星野と俺がやり合いをしてる最中に遠くからものすごいスピードの雪玉が飛んできて星野に当たった。
「あ」
「ど、どこから飛んできたんですかね、というか一体誰が私に……」
「おー、案外上手くいくものだね。これで星野姉妹は脱落、あとは来羽ちゃんだけだ」
茅森先輩があんな玉を投げてくるとは思わなかったな……。星野がアウトだし、俺は今から茅森先輩とタイマンしないといけないのか。
「澄風くん、私と戦おっか?」
「正直あんな豪速球投げる人と戦いたくないですね……。
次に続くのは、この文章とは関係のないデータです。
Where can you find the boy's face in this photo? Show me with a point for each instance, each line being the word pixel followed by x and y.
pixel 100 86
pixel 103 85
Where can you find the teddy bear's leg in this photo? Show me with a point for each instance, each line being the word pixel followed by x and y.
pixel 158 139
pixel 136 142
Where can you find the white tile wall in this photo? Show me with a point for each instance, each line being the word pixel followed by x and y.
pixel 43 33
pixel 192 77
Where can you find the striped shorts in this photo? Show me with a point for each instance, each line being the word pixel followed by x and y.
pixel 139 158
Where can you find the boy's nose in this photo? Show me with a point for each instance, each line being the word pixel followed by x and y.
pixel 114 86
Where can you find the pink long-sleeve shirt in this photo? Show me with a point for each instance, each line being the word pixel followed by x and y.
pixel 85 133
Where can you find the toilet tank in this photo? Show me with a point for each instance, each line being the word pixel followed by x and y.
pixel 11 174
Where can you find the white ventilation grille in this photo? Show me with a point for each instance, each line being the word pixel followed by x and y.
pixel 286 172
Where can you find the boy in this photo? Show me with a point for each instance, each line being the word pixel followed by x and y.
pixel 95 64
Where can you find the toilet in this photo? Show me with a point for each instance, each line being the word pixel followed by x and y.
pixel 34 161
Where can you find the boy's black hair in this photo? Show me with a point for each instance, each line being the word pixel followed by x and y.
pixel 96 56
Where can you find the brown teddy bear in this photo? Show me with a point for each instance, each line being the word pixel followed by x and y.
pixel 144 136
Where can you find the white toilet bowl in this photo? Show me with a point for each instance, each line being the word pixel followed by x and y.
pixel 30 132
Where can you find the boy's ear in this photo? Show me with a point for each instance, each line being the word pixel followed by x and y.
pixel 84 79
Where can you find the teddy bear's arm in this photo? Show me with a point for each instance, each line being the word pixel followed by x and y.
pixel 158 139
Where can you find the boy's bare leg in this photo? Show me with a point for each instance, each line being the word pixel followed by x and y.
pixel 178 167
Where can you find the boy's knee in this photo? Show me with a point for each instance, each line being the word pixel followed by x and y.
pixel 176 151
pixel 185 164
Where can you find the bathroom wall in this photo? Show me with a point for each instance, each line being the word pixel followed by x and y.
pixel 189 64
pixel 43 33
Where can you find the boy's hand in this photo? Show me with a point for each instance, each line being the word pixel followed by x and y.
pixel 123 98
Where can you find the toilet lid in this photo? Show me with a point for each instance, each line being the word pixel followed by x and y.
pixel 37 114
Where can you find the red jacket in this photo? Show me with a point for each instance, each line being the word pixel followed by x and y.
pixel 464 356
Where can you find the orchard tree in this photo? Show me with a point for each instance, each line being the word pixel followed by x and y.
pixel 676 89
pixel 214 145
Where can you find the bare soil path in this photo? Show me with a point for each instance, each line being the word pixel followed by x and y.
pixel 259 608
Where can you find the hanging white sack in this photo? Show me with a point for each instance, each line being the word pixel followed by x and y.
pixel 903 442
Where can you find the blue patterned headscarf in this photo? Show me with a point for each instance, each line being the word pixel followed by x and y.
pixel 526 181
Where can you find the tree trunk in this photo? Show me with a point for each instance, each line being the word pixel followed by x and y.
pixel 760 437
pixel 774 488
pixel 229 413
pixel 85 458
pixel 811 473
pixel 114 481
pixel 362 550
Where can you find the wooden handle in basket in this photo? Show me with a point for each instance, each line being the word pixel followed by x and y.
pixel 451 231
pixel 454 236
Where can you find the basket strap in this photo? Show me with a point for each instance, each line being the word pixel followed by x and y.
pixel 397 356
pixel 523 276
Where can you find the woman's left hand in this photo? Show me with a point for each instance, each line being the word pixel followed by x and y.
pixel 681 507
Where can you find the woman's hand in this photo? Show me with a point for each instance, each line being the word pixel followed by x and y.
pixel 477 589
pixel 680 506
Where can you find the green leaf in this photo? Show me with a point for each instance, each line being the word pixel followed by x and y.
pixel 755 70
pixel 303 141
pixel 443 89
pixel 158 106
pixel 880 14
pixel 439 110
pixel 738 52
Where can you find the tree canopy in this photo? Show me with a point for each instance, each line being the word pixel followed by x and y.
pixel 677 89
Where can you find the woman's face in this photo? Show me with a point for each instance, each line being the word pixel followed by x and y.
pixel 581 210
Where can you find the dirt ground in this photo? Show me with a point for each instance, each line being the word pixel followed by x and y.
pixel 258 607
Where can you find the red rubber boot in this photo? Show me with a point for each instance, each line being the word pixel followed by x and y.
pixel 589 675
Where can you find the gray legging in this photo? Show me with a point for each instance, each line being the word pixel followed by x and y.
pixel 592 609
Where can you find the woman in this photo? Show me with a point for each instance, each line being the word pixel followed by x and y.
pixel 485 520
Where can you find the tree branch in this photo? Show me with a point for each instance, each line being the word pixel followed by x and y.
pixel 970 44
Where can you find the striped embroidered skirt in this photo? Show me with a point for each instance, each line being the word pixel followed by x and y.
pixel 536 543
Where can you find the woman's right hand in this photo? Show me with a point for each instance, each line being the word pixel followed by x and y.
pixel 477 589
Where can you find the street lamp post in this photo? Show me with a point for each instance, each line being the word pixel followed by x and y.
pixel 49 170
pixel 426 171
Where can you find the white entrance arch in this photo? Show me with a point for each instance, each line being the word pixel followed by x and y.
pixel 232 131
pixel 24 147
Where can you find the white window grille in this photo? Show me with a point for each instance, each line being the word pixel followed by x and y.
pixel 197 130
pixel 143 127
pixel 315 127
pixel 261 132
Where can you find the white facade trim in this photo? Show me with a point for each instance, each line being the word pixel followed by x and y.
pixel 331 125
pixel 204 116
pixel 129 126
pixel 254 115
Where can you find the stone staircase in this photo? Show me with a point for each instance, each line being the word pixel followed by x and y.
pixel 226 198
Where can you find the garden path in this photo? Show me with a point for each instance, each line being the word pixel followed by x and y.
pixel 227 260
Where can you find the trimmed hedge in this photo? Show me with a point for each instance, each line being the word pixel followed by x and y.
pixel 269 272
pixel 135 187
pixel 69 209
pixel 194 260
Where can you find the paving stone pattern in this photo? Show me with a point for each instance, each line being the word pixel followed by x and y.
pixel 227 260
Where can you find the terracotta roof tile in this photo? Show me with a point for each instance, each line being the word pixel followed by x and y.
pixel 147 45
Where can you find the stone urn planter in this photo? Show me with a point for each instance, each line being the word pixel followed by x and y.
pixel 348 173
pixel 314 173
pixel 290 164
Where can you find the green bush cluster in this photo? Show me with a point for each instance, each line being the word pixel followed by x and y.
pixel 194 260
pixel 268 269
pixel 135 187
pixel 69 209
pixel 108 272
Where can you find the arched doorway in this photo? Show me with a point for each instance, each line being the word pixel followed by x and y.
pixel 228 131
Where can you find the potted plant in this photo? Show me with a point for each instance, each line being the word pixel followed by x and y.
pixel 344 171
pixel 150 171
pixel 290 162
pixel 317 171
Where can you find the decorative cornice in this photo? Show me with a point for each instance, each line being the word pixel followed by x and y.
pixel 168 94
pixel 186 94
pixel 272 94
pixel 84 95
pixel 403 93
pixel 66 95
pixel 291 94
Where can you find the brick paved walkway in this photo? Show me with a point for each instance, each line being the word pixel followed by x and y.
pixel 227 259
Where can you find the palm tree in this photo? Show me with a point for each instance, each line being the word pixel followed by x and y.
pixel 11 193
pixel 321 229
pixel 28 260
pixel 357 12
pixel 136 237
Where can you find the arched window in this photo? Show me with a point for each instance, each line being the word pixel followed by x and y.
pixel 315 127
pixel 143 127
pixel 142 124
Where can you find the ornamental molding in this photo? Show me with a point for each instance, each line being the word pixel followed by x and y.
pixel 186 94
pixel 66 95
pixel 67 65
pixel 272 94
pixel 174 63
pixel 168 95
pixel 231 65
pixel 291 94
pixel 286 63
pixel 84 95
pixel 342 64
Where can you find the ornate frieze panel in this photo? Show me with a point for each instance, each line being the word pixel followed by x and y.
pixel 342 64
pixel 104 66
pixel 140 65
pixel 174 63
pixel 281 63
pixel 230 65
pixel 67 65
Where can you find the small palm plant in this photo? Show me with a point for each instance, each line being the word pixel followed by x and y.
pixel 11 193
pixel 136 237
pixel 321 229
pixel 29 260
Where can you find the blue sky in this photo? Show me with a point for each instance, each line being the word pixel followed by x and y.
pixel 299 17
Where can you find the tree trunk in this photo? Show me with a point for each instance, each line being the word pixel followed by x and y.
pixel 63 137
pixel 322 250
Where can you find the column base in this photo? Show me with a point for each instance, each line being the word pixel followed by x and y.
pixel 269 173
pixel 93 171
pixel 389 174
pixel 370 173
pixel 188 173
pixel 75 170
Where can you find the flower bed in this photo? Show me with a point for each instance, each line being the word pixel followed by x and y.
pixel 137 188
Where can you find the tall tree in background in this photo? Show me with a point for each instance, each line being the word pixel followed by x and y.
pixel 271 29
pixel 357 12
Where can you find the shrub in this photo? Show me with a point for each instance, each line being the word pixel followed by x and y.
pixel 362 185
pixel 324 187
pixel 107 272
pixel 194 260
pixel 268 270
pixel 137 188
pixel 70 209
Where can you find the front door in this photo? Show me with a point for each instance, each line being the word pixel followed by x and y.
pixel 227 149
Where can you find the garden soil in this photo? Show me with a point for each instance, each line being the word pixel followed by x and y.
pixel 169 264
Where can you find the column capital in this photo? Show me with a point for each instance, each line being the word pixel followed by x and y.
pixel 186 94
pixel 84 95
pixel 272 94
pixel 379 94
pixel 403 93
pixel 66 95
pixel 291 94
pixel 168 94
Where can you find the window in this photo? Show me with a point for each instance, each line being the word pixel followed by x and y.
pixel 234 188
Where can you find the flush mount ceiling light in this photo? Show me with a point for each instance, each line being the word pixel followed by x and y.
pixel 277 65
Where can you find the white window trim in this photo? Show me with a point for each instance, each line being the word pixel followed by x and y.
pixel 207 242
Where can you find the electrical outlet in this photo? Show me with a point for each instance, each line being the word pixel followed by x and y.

でも、茅森先輩さえ倒せば俺が恐れることはなくなりそうですね」
「私に当てられるならの話だけどね? 大人気ないかもしれないけど、私は遊びでも手を抜かないからね」
ただ、茅森先輩との戦いに集中しすぎたら来羽か叶多くんから雪玉が飛んでくるかもしれないし難しいところだ。小鳥遊がどちらかを押えてくれてるとは思うが急に横から飛んできたら恐らく避けられない。
「それじゃあ澄風くん、1回で済むと思わないでね?」
「いや、ルール的に1回で済ましてくださいよ。何回も当てられたら体が雪まみれになるじゃないですか」
「そんな細かいことは気にせずさ、楽しもうよ」
「あ、はい」
そう言った頃には既に茅森先輩は振りかぶっていた。